Physically, Alexander was below average height, muscular, a fast runner, with wild blonde hair like a lion’s mane. He was fair-skinned and said to have different colored eyes (grey-blue, dark brown), sharply pointed teeth, a high-pitched, sometimes harsh voice and a quick, nervous gait. His head he held characteristically high, with his neck twisted slightly to the left. Alexander’s biographers mention something almost girlish, with a sense of suppressed tension, about his early portraits. He is remembered as intelligent, calculating and perceptive, but also impulsive, stubborn and violent-tempered.

“Alexander’s thinking, self-image and actions right down to the end of his life. As a youth, he pushed himself to excel in fighting, to achieve great feats and to stand above the crowd”

Aristotle instructed the adolescent Alexander and a small student-body of other young princes and nobles at the Precinct of the Nymphs, a shady cave complex beside a river at Mieza, a village south of Pella in the so-called Gardens of Midas (today’s Veria-Naousa-Edessa region). Here, the philosopher oversaw Philip’s son in various studies, including Homeric literature, philosophy, morals, religion, logic, art, geometry, astronomy, rhetoric and medicine. Alexander developed an omnivorous curiosity for knowledge, later bringing on his Asian campaign a host of zoologists, botanists and other scientists. His keen interest in medicine encouraged a flexibility of mind and an ability to face any given situation, without preconceptions – qualities that eventually served him on the battlefield.

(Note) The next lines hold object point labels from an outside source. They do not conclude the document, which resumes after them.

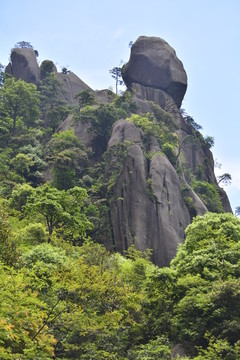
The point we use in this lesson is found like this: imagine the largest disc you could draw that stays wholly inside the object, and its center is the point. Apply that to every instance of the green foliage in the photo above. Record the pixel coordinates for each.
(19, 196)
(61, 211)
(209, 141)
(22, 314)
(152, 128)
(153, 350)
(18, 106)
(209, 195)
(8, 250)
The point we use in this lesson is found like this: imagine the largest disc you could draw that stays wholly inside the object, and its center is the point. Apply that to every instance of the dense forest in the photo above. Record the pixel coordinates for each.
(64, 292)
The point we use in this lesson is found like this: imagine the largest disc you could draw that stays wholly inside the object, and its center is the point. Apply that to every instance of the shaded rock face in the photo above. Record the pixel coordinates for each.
(153, 63)
(147, 209)
(72, 85)
(24, 65)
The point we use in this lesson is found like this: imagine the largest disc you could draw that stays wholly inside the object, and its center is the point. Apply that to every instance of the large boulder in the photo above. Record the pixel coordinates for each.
(72, 85)
(24, 65)
(153, 63)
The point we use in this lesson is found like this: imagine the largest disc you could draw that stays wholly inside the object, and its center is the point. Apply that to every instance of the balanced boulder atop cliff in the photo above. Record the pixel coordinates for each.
(153, 63)
(24, 65)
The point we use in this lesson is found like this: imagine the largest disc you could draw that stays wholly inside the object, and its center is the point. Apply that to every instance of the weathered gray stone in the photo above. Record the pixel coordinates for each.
(153, 63)
(24, 65)
(72, 85)
(147, 209)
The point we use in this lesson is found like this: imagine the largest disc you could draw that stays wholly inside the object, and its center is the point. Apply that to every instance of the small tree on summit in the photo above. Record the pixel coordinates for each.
(116, 73)
(225, 179)
(23, 45)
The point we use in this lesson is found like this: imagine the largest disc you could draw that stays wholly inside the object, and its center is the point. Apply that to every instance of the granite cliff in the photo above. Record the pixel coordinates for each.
(160, 176)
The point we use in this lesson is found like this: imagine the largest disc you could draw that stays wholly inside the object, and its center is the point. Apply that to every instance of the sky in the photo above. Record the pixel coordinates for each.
(91, 37)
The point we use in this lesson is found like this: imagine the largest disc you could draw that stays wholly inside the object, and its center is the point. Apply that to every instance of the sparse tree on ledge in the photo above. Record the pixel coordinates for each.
(225, 179)
(116, 73)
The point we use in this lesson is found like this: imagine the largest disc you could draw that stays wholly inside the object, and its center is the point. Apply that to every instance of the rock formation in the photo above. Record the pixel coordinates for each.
(24, 65)
(72, 85)
(147, 208)
(154, 64)
(150, 195)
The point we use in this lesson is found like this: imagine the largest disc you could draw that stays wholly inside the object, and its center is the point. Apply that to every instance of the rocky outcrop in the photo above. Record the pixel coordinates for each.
(153, 63)
(147, 208)
(24, 65)
(72, 85)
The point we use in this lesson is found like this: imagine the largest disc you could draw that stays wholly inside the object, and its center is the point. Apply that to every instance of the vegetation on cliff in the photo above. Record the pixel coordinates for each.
(65, 293)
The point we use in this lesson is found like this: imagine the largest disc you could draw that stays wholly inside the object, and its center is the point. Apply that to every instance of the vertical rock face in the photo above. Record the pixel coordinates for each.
(153, 63)
(72, 85)
(24, 65)
(147, 209)
(152, 201)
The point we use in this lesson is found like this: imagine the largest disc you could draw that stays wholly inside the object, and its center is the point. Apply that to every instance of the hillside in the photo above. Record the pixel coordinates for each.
(114, 228)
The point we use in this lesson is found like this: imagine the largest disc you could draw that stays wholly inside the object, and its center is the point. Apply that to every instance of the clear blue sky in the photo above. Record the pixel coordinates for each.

Alexander’s unparalleled skills as a military commander were largely learned from his father, initially tested in Macedonian and Greek lands, then honed and brilliantly demonstrated in Asia. He broke the back of the Persian Empire at Granicus, Issus and Gaugamela, ultimately pushing as far eastward as northern India. His battle strategy relied mainly on the use of his elite officer-corps of Companion Cavalry and the impenetrable Macedonian phalanx armed with 6m-long spears (sarissas). By breaking the enemy’s central line with the phalanx, then aggressively outflanking and enveloping them with cavalry and archers, as he and Philip had done at Chaeronea (338 BC), Alexander overcame all opposition – even when charging war elephants were deployed against him in Persia and India.

Alexander was a gifted leader, diplomat and propagandist, who presented himself to his Asian subjects as a god, son of Zeus-Ammon. In his inspired quest to meld East with West, he adopted Persian ways, brought conquered local officials into his imperial administration and encouraged his officers to intermarry with his newfound subjects. He himself married a Persian princess, Roxana, and spawned an ill-fated son, Alexander IV. In the end, he proved all too human, finally succumbing to disease, overdrinking or poison. He left behind an army in disarray and a host of squabbling successors. Nevertheless, his legend flourished. Today, Alexander’s legacy as an ambassador of Greek civilization survives in linguistic, religious and other cultural traces still evident in distant corners of Asia. His memory still sparks political wrangling and enriches the present-day cultural scene. Above all, his dynamic, undefeated military record will stand forever as one of the greatest achievements of ancient Greek history.